Are you ready for the future of high performance computing? Is your application performance portable? The scale and complexity of high end systems is increasing, nodes are becoming more parallel with many processors per node, more threads per processor, longer vector lengths, more complex memory hierarchies, and potentially heterogeneous processing elements. These technology changes in the supercomputing industry are forcing computational scientists to address new critical system characteristics that will significantly impact the performance and scalability of applications. These considerations will require a paradigm shift in application development. One main change is that the dominant programming model of parallelism through only message passing will not be feasible on this new generation of high performance systems. Application developers will have to hybridize their codes, adding multiple levels of parallelism. In addition, since these systems may have heterogeneous processors and multiple levels of the memory hierarchy, application developers may also have to introduce pragmas or directives for better node utilization and performance portability across a wide range of systems. In this tutorial I will discuss these trends in the supercomputing industry, including programming paradigms and tools to support porting and tuning efforts, and will also discuss some of the challenges and open research problems that need to be addressed to create applications and build system software for the new generation of high performance computing systems.
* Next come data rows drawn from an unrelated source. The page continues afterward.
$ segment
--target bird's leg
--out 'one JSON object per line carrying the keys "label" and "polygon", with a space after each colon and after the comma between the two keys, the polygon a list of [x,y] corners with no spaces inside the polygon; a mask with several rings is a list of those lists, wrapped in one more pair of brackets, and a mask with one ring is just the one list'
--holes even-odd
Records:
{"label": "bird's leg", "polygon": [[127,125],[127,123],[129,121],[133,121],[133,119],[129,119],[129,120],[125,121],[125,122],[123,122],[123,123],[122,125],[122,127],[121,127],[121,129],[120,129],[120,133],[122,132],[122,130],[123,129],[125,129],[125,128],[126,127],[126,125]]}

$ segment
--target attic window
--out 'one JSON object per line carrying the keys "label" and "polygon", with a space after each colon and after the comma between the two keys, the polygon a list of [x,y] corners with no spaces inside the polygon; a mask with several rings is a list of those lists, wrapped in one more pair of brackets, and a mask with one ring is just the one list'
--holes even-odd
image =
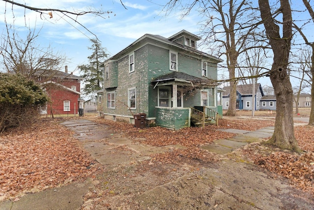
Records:
{"label": "attic window", "polygon": [[188,38],[184,38],[184,45],[188,46],[189,47],[195,48],[196,45],[195,44],[195,41],[192,40]]}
Dr. Luiz DeRose is a Senior Principal Engineer and the Programming Environments Director at Cray Inc, where he is responsible for the programming environment strategy for all Cray systems. Before joining Cray in 2004, he was a research staff member and the Tools Group Leader at the Advanced Computing Technology Center at IBM Research. Dr. DeRose had a Ph.D. in Computer Science from the University of Illinois at Urbana-Champaign. With more than 20 years of high performance computing experience and a deep knowledge of its programming environments, he has published more than 50 peer-review articles in scientific journals, conferences, and book chapters, primarily on the topics of compilers and tools for high performance computing. Dr. DeRose participated in the definition and creation of the OpenACC standard for accelerators high level programming. He is the Organizing and Program Committee co-chair of the 10th International Workshop on OpenMP (IWOMP) in 2014, was the Global Chair for the Multicore and Manycore Programming topic in Euro-Par 2013, and was the Program Committee co-Chair at the 21st International Conference on Parallel Architecture and Compilation Techniques PACT-2012.
Programming large supercomputers presents several challenges: exposing concurrency, controlling load imbalance, tolerating failures, among others. Addressing these challenges requires an emphasis on important concepts during application development: overdecomposition, asynchrony, migratability, and adaptivity. This tutorial presents Charm++, a programming paradigm that encapsulates these ideas. Charm++ provides an asynchronous, message-driven programming model via parallel objects and an adaptive runtime system that guides execution. It automatically overlaps communication and computation, balances loads, tolerates failures, checkpoints for split-execution, and promotes modularity while allowing programming in C++. Several widely used Charm++ applications thrive in computational science domains including biomolecular modeling and cosmology. The approach followed in this tutorial provides a guide for migrating applications from the reigning parallel programming paradigm (MPI) to Charm++.
Dr. Esteban Meneses is an assistant professor at the Costa Rica Institute of Technology. His research interests include fault tolerance and load balancing for large-scale systems. He works on energy-efficient low- overhead techniques for fault tolerance. He has developed message-logging protocols that exploit application characteristics to reduce the total memory footprint of the message log. He holds a Ph.D. in Computer Science from the University of Illinois at Urbana-Champaign. He received a bachelor’s and master’s degree in Computer Science from the Costa Rica Institute of Technology.
Dr. Celso L. Mendes has been at the National Center for Supercomputing Applications at Illinois, where he participated in the Blue Waters deployment project. He is currently a senior technologist at the National Institute for Space Research, in Brazil. He has worked on performance analysis tools, techniques for parallel systems, and applications of adaptive runtime systems for large parallel machines. He received a Ph.D. in Computer Science from the University of Illinois at Urbana-Champaign and received both an Engineer and a Master of Engineering degrees from the Aeronautics Technology Institute (ITA), in Brazil.
Dr. Laércio Lima Pilla holds an associate professor position in the Federal University of Santa Catarina,Brazil. He obtained his Ph.D. degree in Computer Science in 2014 in a joint doctorate between the Federal University of Rio Grande do Sul, Brazil, and the University of Grenoble, France. His research interests focus on topology-aware scheduling and software-based fault-tolerance on GPUs.